By Kerry Phillips
Utah Ski Corner
A very unusual ski season is wrapping up with a month of more unusual weather. The blasts of monster dumps, timed well with snow-making means the season goes and with enough snow to enjoy the ride and plenty of sun to forego the heavy coats and hand warmers. There are a few things that make spring skiing a different kind of fun than can be found the rest of the season.
As temperatures in Utah’s mountains range from 20s to the 50s in a given day in March and April, one difference to watch for is the thaw and freeze that can happen on a daily basis in spring. The terrain is often packed in the morning, feeling firm to downright solid under foot. By mid-day, the surface tends to become more granular, which can cause a jerking effect under skis and boards if they aren’t properly tuned and waxed. A bit of speed and good wax will create a smoother ride over patches of “sticky” snow. Waxing is required more often in warm weather as the conditions strip it off faster. Starting in the afternoon, spring skiing conditions can become a bit slushy near the bottom of runs, but the bumps will just begin hitting their perfect softness. Some riders like a bit of slush, as it is can make it easier to stop than on icy slopes. The trick for consistency is to avoid areas divided by sun and shade and to steer toward the white, drier snow.
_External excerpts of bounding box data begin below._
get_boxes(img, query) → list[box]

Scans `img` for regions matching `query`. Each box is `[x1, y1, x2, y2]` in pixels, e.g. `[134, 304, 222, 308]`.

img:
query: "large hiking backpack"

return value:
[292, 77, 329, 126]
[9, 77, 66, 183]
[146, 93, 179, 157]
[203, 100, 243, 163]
Layers are crucial for spring skiing. The mornings can start out as cold as any wintery day, but by the middle of the day it is common to be breaking a good sweat, even while cruising easy on the groomers. A back pack is a great place to store the shed layers as the hills warm up, without having to drop them off while it is still cold, after it already gets sweaty, or without taking a break from the fun. And, even before the sun goes down, the afternoons can get a little brisk in the spring. Ski pants with air vents are definitely a fan favorite this time of year.
A good pair of sunglasses might be all that’s needed on a sunny day, but most skiers still prefer to wear goggles to prevent the wind from drying or even burning their eyes. Check out this month’s Tip of the Ski t the bottom of the newsletter for tips on choosing the best lenses for sunny days.
And, of course… don’t forget the sunscreen!